With a little digging, a glimpse of the colorful past of the Tumble Inn Hotel and Café on Baltic Avenue in the 1920’s Atlantic City unfolded. On the front page of the March 9, 1923 edition of the Atlantic City Gazette-Review, a headline touted “Raids Continue in Campaign to Make Resort Dry.” The article began “Revolvers were used and doors broken in during raids made here last night by Federal prohibition agents and police who seized a hundred quarts of liquor and arrested seven men.” One of these raids took place at the Tumble Inn, and named two men arrested there, a bartender and a porter, due to liquor having been found in four separate rooms. Another newspaper article of the same date in the Atlantic City Daily Press, provided more detail regarding the raids: “The first of yesterday’s descents was made at the ‘Tumble Inn’ Hotel and Café… . Here the scene quickly changed to one of ‘tumble out’ when agents announced their purpose and ordered the score of patrons to the street. Going through the various rooms of the hotel and behind the bar, the agents confiscated ten quarts of gin, six quarts of moonshine whiskey and five gallons of white mule.” The two men arrested “claimed that the establishment is owned by Louis Nathanson, alias ‘Hook,’ one of the Nathanson Brothers recently released from State Prison. The agents stated that they had visited the ‘Tumble Inn’ about ten days prior and found Louis Nathanson behind the bar serving drinks, and had arrested him.” It was reported in the same article that two other establishments were raided that night, owned respectively by two other “notorious” Nathanson brothers, Si and Jack, for whom arrest warrants were then issued.

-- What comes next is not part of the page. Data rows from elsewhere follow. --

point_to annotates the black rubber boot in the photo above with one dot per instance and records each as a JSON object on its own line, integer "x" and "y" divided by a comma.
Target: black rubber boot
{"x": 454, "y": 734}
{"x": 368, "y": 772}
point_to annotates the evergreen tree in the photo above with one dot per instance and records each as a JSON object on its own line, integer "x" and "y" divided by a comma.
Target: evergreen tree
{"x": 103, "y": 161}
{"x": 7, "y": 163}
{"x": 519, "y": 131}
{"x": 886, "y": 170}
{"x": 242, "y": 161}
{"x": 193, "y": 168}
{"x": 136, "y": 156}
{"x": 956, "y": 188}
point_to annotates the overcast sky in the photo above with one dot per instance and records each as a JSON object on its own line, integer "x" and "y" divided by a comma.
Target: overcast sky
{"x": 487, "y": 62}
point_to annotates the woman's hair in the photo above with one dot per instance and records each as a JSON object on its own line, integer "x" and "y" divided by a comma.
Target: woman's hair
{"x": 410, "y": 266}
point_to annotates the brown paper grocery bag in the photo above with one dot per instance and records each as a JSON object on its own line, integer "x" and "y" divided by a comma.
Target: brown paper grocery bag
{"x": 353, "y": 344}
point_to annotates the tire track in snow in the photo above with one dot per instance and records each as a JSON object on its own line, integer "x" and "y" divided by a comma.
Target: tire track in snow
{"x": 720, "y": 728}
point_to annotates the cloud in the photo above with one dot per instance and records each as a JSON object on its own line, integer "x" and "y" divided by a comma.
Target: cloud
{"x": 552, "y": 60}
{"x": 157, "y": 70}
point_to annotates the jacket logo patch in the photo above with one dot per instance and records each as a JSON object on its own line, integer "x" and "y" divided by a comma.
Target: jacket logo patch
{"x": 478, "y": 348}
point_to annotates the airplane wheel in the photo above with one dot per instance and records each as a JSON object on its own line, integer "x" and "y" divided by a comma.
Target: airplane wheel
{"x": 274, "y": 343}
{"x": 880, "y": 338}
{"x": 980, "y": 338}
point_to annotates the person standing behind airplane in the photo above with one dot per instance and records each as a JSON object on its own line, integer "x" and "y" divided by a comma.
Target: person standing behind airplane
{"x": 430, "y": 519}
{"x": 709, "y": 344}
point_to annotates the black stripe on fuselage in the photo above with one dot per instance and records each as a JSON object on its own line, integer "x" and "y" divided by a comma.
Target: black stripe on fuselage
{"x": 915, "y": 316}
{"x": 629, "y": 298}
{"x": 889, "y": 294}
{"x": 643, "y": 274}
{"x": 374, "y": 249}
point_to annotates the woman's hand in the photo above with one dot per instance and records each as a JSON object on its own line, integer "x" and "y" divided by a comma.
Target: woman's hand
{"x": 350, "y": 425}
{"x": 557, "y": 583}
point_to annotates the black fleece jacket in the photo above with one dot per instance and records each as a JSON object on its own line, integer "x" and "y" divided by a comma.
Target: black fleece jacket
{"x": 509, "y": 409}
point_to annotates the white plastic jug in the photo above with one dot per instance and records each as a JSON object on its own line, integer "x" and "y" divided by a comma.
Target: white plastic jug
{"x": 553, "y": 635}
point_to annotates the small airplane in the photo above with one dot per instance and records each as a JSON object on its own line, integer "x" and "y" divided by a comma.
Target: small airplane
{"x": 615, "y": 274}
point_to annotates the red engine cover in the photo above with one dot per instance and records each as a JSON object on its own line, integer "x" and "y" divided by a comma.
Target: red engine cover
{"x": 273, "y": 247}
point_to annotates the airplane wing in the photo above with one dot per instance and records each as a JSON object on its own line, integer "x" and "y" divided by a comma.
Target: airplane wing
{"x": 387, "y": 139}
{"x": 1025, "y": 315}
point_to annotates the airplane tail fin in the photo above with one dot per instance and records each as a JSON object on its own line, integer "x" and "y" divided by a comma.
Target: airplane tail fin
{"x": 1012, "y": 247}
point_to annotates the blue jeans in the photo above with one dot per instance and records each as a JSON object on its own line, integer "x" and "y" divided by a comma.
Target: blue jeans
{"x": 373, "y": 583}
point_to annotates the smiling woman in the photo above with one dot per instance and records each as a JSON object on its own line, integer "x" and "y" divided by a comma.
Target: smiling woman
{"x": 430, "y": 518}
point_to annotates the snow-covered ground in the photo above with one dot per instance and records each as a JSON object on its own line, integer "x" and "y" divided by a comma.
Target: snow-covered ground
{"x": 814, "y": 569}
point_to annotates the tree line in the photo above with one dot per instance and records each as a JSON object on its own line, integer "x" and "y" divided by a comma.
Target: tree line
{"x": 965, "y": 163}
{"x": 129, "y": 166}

In November 1923, one Frank Wells from the Tumble Inn was convicted by a Mays Landing jury of selling a pint of whiskey to an employee of the Prosecutor’s office. His sentence? Six months in the county jail, according to the Atlantic City Gazette-Review.

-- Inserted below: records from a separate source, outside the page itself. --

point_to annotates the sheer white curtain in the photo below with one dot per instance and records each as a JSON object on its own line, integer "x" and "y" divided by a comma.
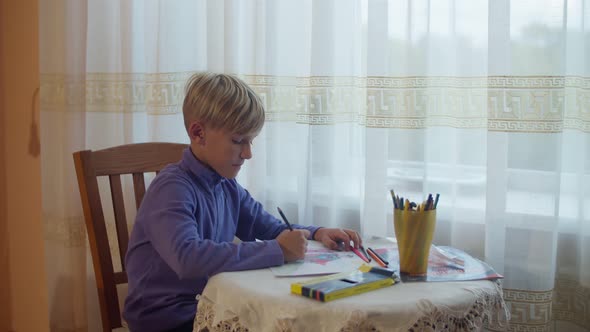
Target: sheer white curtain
{"x": 484, "y": 102}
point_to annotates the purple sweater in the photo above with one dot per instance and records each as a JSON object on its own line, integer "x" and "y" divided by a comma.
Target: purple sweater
{"x": 183, "y": 235}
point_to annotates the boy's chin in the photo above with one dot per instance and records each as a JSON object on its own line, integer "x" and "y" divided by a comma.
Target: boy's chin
{"x": 229, "y": 174}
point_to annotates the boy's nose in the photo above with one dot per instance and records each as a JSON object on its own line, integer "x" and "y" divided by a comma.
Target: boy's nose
{"x": 246, "y": 151}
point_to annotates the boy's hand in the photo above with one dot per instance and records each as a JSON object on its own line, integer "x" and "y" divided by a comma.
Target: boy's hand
{"x": 293, "y": 243}
{"x": 330, "y": 237}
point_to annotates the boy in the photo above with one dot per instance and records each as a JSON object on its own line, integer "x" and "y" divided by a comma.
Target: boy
{"x": 184, "y": 229}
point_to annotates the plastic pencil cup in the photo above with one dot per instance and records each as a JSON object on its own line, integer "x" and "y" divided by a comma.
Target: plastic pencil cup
{"x": 414, "y": 231}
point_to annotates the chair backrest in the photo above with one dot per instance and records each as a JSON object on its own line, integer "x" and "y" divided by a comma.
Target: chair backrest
{"x": 133, "y": 159}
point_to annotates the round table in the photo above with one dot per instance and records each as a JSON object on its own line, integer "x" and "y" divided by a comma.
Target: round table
{"x": 256, "y": 300}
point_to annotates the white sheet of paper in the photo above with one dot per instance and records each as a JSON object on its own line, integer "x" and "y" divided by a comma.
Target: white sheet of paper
{"x": 319, "y": 260}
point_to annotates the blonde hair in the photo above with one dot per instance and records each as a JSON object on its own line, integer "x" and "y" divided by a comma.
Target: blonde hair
{"x": 222, "y": 101}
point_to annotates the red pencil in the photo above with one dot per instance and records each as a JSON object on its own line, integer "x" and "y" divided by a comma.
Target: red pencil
{"x": 359, "y": 254}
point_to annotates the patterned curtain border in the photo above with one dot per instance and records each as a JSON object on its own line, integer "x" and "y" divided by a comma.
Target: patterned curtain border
{"x": 544, "y": 104}
{"x": 535, "y": 311}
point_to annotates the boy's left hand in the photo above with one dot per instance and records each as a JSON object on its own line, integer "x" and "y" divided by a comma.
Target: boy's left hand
{"x": 331, "y": 236}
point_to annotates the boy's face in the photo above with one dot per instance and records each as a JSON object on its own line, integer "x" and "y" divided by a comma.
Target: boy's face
{"x": 223, "y": 151}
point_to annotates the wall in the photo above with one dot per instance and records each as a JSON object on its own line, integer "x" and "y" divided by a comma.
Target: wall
{"x": 22, "y": 257}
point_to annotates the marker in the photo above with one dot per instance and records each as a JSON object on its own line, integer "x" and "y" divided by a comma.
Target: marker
{"x": 284, "y": 218}
{"x": 377, "y": 255}
{"x": 365, "y": 253}
{"x": 359, "y": 254}
{"x": 380, "y": 262}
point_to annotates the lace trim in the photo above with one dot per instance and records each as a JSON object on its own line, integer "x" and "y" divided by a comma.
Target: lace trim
{"x": 489, "y": 311}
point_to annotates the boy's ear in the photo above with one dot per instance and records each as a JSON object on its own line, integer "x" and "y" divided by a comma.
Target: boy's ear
{"x": 196, "y": 132}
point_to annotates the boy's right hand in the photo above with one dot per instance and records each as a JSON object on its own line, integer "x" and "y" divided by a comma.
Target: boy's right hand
{"x": 293, "y": 244}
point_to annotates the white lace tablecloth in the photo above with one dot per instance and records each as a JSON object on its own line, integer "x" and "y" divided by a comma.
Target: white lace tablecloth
{"x": 258, "y": 301}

The Courier-Post, on December 28, 1923, recounted another raid at the Tumble Inn. “How county detectives found hidden panels opening into secret passageways leading to elaborately fitted bars … was related in Judge Smathers’ court.” On January 10, 1924, The Monmouth Inquirer, reporting on the same December raid, stated “Café proprietors had resorted to false walls to conceal their rum stocks, according to testimony offered in court in Atlantic City by county detectives in connection with raids made on Christmas Eve. They testified that at the Tumble Inn … the raiders found that by pressing a button they could enter a passageway leading to a liquor emporium.” Again, the bartender and Louis Nathanson, the “alleged proprietor,” were arrested.

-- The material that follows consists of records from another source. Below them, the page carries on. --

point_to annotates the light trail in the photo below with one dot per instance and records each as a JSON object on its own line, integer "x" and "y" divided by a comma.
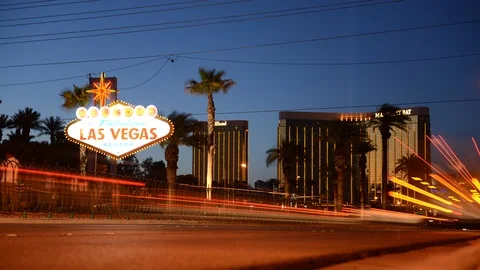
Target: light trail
{"x": 476, "y": 183}
{"x": 444, "y": 152}
{"x": 78, "y": 177}
{"x": 439, "y": 171}
{"x": 462, "y": 166}
{"x": 429, "y": 205}
{"x": 428, "y": 194}
{"x": 476, "y": 146}
{"x": 451, "y": 187}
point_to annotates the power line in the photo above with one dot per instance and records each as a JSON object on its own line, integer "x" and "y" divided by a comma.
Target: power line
{"x": 336, "y": 63}
{"x": 50, "y": 5}
{"x": 149, "y": 79}
{"x": 183, "y": 54}
{"x": 192, "y": 25}
{"x": 188, "y": 21}
{"x": 25, "y": 3}
{"x": 346, "y": 107}
{"x": 256, "y": 62}
{"x": 373, "y": 33}
{"x": 338, "y": 107}
{"x": 97, "y": 11}
{"x": 126, "y": 14}
{"x": 80, "y": 76}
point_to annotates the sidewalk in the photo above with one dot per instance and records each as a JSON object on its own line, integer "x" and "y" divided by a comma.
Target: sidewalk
{"x": 452, "y": 257}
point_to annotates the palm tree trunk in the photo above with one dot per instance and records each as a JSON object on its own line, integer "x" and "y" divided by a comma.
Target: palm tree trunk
{"x": 363, "y": 179}
{"x": 83, "y": 160}
{"x": 211, "y": 144}
{"x": 287, "y": 186}
{"x": 340, "y": 184}
{"x": 171, "y": 156}
{"x": 384, "y": 172}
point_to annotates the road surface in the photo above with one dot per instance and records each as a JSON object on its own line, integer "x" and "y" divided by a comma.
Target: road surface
{"x": 187, "y": 246}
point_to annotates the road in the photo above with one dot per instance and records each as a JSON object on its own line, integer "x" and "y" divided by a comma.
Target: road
{"x": 187, "y": 246}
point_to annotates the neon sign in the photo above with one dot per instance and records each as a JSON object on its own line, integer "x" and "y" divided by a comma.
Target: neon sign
{"x": 119, "y": 129}
{"x": 399, "y": 112}
{"x": 220, "y": 123}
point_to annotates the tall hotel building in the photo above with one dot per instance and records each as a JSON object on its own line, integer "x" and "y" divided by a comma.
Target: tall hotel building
{"x": 230, "y": 162}
{"x": 314, "y": 175}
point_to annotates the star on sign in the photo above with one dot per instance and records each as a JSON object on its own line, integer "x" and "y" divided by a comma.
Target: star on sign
{"x": 102, "y": 91}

On January 25, 1925, the Atlantic City Gazette-Review reported about one final raid on the Tumble Inn. The “notorious café” was visited by “Vice Squad detectives” once again who were “about to give up their efforts to locate liquor” when one of them dropped a cufflink at the top of a stairway. As he bent down to pick it up he noticed peculiarly shaped floorboards, which led to the discovery of a “cleverly concealed closet” with “fifteen gallons of alcohol, five one-gallon containers and five quarts of moonshine.” Another bartender was again arrested. The report went on to say that the Tumble Inn has been “raided times without number,” and that “the Vice Squad and Federal men make it a ‘port of call’ on many occasions.” The paper concluded that “It is said that this place is one of those that is due for a padlocking in the near future.” The Trenton Evening Times on May 29, 1925, confirmed that the Tumble Inn was on a list of Atlantic City hotel properties under consideration for padlocking by a judge for operating nuisance establishments.

Even after Prohibition had ended, an unnamed saloon at the same address owned by one Louis Nathanson, was the scene of a murder. The Press of Atlantic City on May 13, 1935, reported that about 4 a.m., after a male patron tried to enter the “women’s retiring room,” he was informed by the bartender he couldn’t go there. The patron then grabbed a stove poker and assaulted the bartender. He followed the bartender behind the bar, who grabbed a gun and fired two shots into the floor “to scare him,” then fired at the patron in self-defense. The bartender was arrested and held without bail, this time for murder.

After this, it seems the Tumble Inn faded into the mists of time, leaving us with its infamous legacy.